Un secondo aspetto di grande interesse è la dinamica di riduzione di costi sperimentata nell’ultimo decennio in alcuni settori come il fotovoltaico, che lascia intuire le buone possibilità di lungo periodo per queste tecnologie. Tuttavia, la fase di mercato contingente con forte domanda sul mercato internazionale presenta alti prezzi per i componenti, soprattutto degli aerogeneratori degli impianti eolici. La speranza di Aper è che questi siano da imputare alla particolare fase di mercato caratterizzata da un eccesso di domanda che quindi possa essere superata con il tempo, ampliando magari la stessa offerta. Aper sottolinea il contributo che il fotovoltaico può dare in termini di copertura della punta di domanda di potenza: la disponibilità dei 2.000 MW di picco installati in Germania nelle soleggiate mattinate estive che registrano i picchi di carico sulla rete italiana, avrebbero un valore che non è certamente apprezzato nel semplice calcolo dei costi del kWh prodotto.

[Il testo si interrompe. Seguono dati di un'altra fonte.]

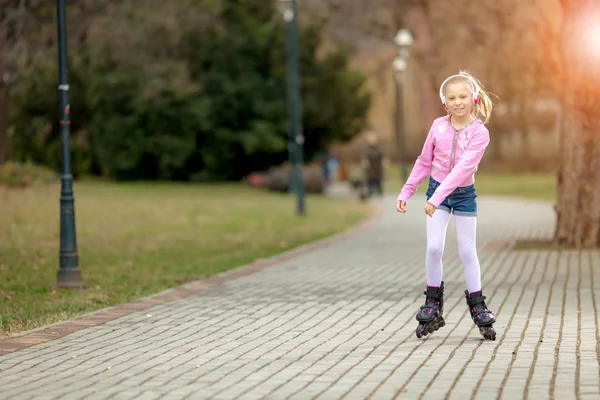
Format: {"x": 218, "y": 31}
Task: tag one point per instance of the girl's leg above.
{"x": 465, "y": 232}
{"x": 436, "y": 239}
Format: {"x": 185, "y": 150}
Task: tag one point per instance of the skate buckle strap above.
{"x": 434, "y": 293}
{"x": 472, "y": 301}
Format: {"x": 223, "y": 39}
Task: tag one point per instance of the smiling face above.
{"x": 459, "y": 100}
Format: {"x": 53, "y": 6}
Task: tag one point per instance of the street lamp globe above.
{"x": 404, "y": 41}
{"x": 286, "y": 8}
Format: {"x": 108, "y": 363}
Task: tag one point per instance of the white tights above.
{"x": 467, "y": 250}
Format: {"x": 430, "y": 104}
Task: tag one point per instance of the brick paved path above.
{"x": 339, "y": 323}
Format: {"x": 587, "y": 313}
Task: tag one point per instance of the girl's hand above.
{"x": 430, "y": 209}
{"x": 400, "y": 206}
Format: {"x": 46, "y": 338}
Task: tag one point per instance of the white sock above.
{"x": 466, "y": 228}
{"x": 436, "y": 239}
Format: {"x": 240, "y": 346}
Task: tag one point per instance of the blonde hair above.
{"x": 484, "y": 106}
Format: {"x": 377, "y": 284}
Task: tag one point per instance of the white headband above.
{"x": 475, "y": 93}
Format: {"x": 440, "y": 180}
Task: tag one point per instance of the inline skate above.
{"x": 430, "y": 314}
{"x": 481, "y": 315}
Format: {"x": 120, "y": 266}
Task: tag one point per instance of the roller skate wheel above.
{"x": 488, "y": 332}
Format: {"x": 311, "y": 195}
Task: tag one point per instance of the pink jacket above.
{"x": 451, "y": 157}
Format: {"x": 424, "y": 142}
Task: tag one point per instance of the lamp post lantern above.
{"x": 289, "y": 10}
{"x": 404, "y": 41}
{"x": 69, "y": 274}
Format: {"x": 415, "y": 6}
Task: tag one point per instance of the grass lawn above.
{"x": 139, "y": 239}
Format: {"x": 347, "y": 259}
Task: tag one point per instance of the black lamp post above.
{"x": 69, "y": 274}
{"x": 404, "y": 40}
{"x": 294, "y": 102}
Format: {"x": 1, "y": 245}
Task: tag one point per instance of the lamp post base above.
{"x": 69, "y": 278}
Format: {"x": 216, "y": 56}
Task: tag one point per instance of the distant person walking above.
{"x": 373, "y": 163}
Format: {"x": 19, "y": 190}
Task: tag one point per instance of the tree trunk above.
{"x": 5, "y": 151}
{"x": 578, "y": 181}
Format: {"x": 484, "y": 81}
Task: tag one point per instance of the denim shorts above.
{"x": 460, "y": 202}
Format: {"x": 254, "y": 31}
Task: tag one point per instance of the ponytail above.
{"x": 484, "y": 106}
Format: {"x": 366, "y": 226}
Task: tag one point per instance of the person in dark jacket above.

Per quanto riguarda la biomassa, che nei programmi nazionali dovrebbe incrementare in modo importante il proprio contributo, rimangono diversi problemi, legati in modo particolare al costo di acquisizione della materia prima in quantità sufficienti per alimentare gli impianti di dimensioni tali da conseguire le economie di scala possibili. La scarsità, la discontinuità di disponibilità e la dimensione locale del mercato della biomassa di fonte nazionale mettono in luce la difficoltà ad avviare questo settore industriale senza il ricorso alle importazioni massicce di legna di scarto da altri continenti.

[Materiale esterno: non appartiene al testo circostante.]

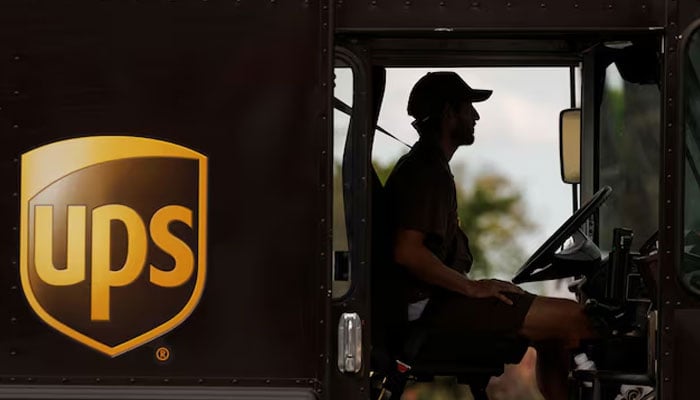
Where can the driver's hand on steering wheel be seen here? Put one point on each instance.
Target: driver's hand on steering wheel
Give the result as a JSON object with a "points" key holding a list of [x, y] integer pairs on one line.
{"points": [[486, 288]]}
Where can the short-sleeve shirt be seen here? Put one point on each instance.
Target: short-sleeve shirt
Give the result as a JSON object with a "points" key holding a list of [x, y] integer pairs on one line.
{"points": [[421, 196]]}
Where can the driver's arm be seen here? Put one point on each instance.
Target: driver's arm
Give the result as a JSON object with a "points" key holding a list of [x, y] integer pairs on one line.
{"points": [[410, 252]]}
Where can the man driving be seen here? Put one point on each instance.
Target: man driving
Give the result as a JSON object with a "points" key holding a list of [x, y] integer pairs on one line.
{"points": [[429, 244]]}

L’utilizzo di oli vegetali rappresenta invece per Aper una filiera interessante: «Le perplessità in merito all’uso di oli di importazione per ragioni di tipo ambientale sembrano immotivate. Il trasporto incide in modo minimo sui costi ambientali della materia prima e la sostituzione di olio fossile importato con olio vegetale importato rappresenterebbe comunque un miglioramento».
In realtà le perplessità ambientali sono legate sì al trasporto del materiale (dal punto di vista dell’inquinamento prodotto durante i viaggi) ma soprattutto dalla prassi che oggi vede i Paesi esportatori disboscare territorio vergini per far posto alle piantagioni che producono olio vegetali per i Paesi sviluppati. E il bilancio ambientale con il drastico taglio delle foreste tropicali non può che essere negativo.

Lo studio commissionato dall’Aper riconosce poi al settore dell’eolico di aver raggiunta una rilevanza visibile in campo nazionale, superando i 3.000 MW di potenza installata: è sempre pochissimo in relazione a quanto fatto in Europa, ma è un passo importante per dimostrare la fattibilità concreta della tecnologia in Italia. Rimangono delle difficoltà sul piano autorizzativo che sono difficili da comprendere, legati a concetti soggettivi come quello della bellezza. Ma la domanda che ci si deve porre secondo Aper è diversa: «Considerato che non si può raggiungere il nostro livello di benessere senza un´adeguata fornitura energetica, quali soluzioni possono garantirci il miglior risultato in termini economici, ambientali e di sicurezza nel lungo periodo? In altre parole, non si tratta di scegliere eolico si o eolico no, a quali fonti utilizzare per coprire la domanda crescente di energia elettrica».